Nate Crocker responds to Elaine Auyoung

I want to dwell on Elaine Auyoung’s final “move.” For, when she posits that “recognizing the kinship between reading and perceiving invites us to think much more carefully about the distinctions between them,” Auyoung actually reinstates a difference between reading and perceiving that Coombs tirelessly strives to unsettle. As he asserts, Reading with the Senses “attempts to move beyond the opposition between verbal structures and experience” in order to explore how reading literature is “itself a perceptual experience” (9). While the “kinship” Auyoung proposes is hardly synonymous with the “opposition” Coombs challenges, both words uphold a distinction between the phenomena that they describe a relation between, a distinction that reading purely with the senses resists.
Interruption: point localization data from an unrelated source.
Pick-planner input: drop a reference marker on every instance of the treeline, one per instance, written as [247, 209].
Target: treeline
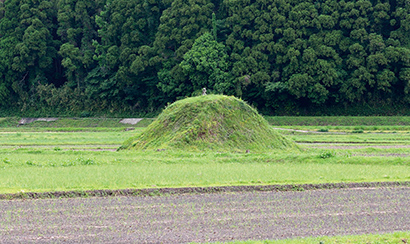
[138, 55]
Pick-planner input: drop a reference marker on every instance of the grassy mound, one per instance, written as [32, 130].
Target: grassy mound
[212, 122]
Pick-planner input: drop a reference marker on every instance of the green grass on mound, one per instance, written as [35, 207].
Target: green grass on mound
[212, 122]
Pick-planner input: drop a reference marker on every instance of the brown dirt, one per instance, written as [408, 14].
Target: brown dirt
[206, 217]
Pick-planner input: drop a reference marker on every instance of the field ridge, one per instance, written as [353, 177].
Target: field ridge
[150, 192]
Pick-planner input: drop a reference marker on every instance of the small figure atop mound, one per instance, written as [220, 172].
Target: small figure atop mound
[212, 122]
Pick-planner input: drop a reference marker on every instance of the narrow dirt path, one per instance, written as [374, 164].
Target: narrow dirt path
[206, 217]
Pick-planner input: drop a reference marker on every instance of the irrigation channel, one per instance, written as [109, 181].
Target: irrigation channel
[209, 217]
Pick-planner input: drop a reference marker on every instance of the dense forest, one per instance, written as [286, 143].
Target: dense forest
[136, 56]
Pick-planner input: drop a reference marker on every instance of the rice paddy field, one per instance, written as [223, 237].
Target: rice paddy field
[81, 155]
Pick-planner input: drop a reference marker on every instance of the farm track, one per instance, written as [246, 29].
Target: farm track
[206, 217]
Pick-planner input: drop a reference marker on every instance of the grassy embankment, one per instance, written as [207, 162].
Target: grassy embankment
[38, 162]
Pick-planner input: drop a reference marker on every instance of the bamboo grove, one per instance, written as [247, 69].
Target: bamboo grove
[139, 55]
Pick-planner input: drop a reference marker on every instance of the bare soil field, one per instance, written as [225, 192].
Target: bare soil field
[206, 217]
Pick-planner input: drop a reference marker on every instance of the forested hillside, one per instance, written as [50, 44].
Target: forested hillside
[135, 56]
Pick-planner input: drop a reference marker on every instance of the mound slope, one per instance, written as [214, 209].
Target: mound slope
[212, 122]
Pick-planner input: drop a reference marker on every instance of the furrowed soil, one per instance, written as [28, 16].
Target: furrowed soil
[206, 217]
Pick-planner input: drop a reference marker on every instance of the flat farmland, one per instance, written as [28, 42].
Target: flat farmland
[42, 158]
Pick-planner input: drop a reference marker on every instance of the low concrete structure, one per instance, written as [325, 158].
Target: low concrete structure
[24, 121]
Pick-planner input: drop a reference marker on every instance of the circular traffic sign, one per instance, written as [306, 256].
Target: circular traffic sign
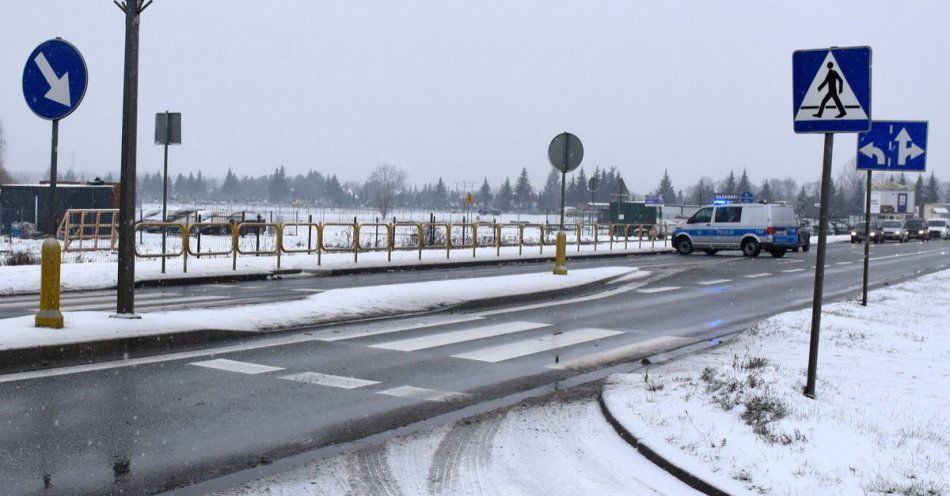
[54, 79]
[565, 152]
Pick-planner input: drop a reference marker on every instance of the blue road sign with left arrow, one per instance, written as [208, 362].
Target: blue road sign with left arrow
[894, 146]
[54, 79]
[831, 90]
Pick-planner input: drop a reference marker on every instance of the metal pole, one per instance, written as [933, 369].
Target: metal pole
[51, 197]
[820, 265]
[867, 241]
[125, 294]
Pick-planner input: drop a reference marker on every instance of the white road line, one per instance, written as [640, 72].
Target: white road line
[447, 338]
[337, 381]
[532, 346]
[658, 290]
[636, 350]
[236, 366]
[362, 330]
[417, 393]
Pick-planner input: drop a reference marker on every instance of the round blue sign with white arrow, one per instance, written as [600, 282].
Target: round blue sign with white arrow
[54, 79]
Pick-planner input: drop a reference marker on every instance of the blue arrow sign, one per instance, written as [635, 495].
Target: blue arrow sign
[831, 90]
[54, 79]
[894, 146]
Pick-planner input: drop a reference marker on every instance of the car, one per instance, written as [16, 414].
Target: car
[877, 233]
[938, 228]
[893, 229]
[749, 227]
[916, 229]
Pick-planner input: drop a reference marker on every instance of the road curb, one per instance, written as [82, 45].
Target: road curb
[61, 355]
[650, 454]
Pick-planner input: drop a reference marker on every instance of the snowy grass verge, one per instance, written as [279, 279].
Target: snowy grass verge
[736, 416]
[331, 306]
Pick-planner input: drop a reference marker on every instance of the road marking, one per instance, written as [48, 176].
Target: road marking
[658, 290]
[337, 381]
[362, 330]
[531, 346]
[236, 366]
[642, 349]
[417, 393]
[447, 338]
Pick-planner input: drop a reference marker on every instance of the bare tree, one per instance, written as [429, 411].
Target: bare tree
[384, 184]
[4, 175]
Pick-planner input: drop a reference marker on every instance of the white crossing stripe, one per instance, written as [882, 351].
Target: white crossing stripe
[658, 290]
[532, 346]
[337, 381]
[236, 366]
[422, 393]
[472, 334]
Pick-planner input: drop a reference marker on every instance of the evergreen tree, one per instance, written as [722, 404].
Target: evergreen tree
[524, 193]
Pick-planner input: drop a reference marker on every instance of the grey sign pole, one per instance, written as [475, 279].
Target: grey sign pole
[50, 219]
[820, 265]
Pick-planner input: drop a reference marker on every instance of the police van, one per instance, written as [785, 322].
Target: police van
[750, 227]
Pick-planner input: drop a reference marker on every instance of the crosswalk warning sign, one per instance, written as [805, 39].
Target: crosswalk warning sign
[832, 90]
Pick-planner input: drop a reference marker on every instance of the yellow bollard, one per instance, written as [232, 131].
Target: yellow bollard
[49, 314]
[560, 254]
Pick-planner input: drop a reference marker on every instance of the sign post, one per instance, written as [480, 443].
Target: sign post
[888, 146]
[831, 93]
[565, 154]
[54, 84]
[167, 132]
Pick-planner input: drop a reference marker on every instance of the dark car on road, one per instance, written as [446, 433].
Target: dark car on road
[916, 229]
[877, 233]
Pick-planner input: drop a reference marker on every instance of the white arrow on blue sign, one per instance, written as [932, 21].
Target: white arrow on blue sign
[831, 90]
[894, 146]
[54, 79]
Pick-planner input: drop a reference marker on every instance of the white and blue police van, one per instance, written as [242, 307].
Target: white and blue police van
[749, 227]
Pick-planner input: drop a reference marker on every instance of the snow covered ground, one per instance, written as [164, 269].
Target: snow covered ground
[736, 416]
[558, 448]
[330, 306]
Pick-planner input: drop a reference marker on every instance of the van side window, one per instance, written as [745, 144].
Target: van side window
[728, 214]
[702, 216]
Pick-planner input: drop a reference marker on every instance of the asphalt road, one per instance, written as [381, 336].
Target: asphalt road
[150, 424]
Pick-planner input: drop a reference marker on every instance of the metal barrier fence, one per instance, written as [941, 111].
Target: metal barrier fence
[357, 238]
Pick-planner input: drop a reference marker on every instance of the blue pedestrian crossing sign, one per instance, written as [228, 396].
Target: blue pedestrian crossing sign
[54, 79]
[831, 90]
[894, 146]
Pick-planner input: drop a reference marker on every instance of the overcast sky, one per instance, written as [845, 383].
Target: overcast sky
[472, 89]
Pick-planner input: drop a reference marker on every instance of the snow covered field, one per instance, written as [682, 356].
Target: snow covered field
[559, 448]
[330, 306]
[736, 416]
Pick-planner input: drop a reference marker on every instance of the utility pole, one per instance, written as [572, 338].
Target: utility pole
[125, 294]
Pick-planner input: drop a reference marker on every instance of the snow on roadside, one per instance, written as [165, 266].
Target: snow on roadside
[329, 306]
[559, 448]
[736, 416]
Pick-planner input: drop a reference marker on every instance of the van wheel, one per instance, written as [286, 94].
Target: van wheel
[751, 248]
[684, 246]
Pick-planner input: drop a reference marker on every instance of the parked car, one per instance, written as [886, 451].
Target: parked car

For me, Auyoung’s “move” is so interesting because it gestures toward an analytic approach—attending to kinship—that bridges these two seemingly incommensurable interpretations of reading and perception. Instead of understanding these epistemological categories as fundamentally opposed, attending to the ways in which they are “Of the same kind or character” would, as Auyoung suggests, generatively sharpen our critical definitions of each category (OED “akin”). At the same time, attending to likeness, instead of simply conflating the two categories, would also acknowledge some of their hard-to-ignore differences. (For instance, the very real way in which someone like Grandcourt does not exist.)